See Security & RBAC -- Signal Ingestion for the full TokenReview + SAR authentication flow and RBAC details. See Installation -- Signal Source Authentication for AlertManager configuration examples.
LLM Provider Setup¶
LLM configuration lives in the SDK config file, not in values.yaml. See HolmesGPT SDK Config for the full schema and provider examples.
Quick setup:
- Copy the example SDK config from the chart:
-
Edit
my-sdk-config.yaml-- setllm.provider,llm.model, and any provider-specific fields. -
Create the API key Secret:
kubectl create secret generic llm-credentials \
--namespace kubernaut-system \
--from-literal=OPENAI_API_KEY="sk-..."
- Pass the SDK config during install:
helm install kubernaut charts/kubernaut/ \
--set-file holmesgptApi.sdkConfigContent=my-sdk-config.yaml \
...
Temperature Tuning¶
The temperature parameter in the SDK config (default 0.7) controls the LLM's creativity vs determinism:
- Lower (0.3--0.5): More deterministic workflow selection. Recommended for production environments where consistency is critical.

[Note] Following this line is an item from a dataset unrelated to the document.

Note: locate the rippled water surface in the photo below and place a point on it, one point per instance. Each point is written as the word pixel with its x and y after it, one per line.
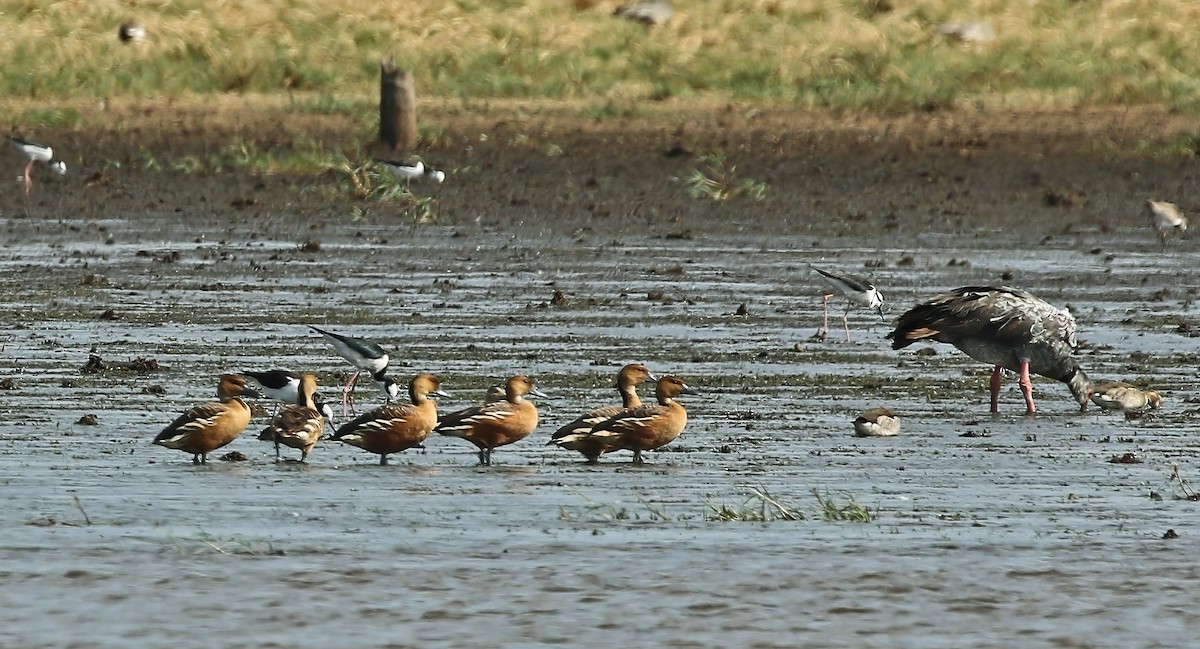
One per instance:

- Default (0.7): Balanced. Good for most environments.
- Higher (0.8--1.0): More creative investigation. May discover non-obvious root causes but with less consistent workflow selection.
Remediation Timeouts and Routing¶
The RemediationOrchestrator exposes per-phase timeouts and routing thresholds as values.yaml parameters under remediationorchestrator.config.
Phase Timeouts¶
| Parameter | Default | Description |
|---|---|---|
remediationorchestrator.config.timeouts.global |
1h |
Total remediation timeout |
remediationorchestrator.config.timeouts.processing |
5m |
Signal Processing phase |
remediationorchestrator.config.timeouts.analyzing |
10m |
AI Analysis (HAPI investigation) |
remediationorchestrator.config.timeouts.executing |
30m |
Workflow execution |
remediationorchestrator.config.timeouts.verifying |
30m |
Effectiveness assessment |
Individual RemediationRequest resources can override timeouts via spec.timeouts.
Routing Configuration¶
| Parameter | Default | Description |
|---|---|---|
remediationorchestrator.config.routing.consecutiveFailureThreshold |
3 |
Block a resource after N consecutive remediation failures |
remediationorchestrator.config.routing.consecutiveFailureCooldown |
1h |
How long to block after hitting the threshold |
remediationorchestrator.config.routing.recentlyRemediatedCooldown |
5m |
Minimum interval between successful remediations for the same resource |
remediationorchestrator.config.routing.ineffectiveChainThreshold |
3 |
Consecutive ineffective remediations before escalation |
remediationorchestrator.config.routing.recurrenceCountThreshold |
5 |
Safety-net recurrence count |
remediationorchestrator.config.routing.ineffectiveTimeWindow |
4h |
Lookback window for ineffective chain detection |
These settings prevent remediation storms and avoid repeating failed approaches.
Execution Namespace¶
Workflow Jobs and Tekton PipelineRuns execute in a dedicated namespace, separate from the target resource's namespace. This creates a security boundary.
| Parameter | Default | Description |
|---|---|---|
workflowexecution.workflowNamespace |
kubernaut-workflows |
Namespace for workflow execution |
workflowexecution.config.execution.cooldownPeriod |
1m |
Cooldown between executions |
The kubernaut-workflow-runner ServiceAccount has pre-configured RBAC to read and patch resources across namespaces. See Security & RBAC -- Workflow Execution for the full permission list.
Ansible Engine (AWX/AAP)¶
To enable the Ansible execution engine for workflows that run Ansible playbooks via AWX or AAP, configure the workflowexecution.config.ansible block.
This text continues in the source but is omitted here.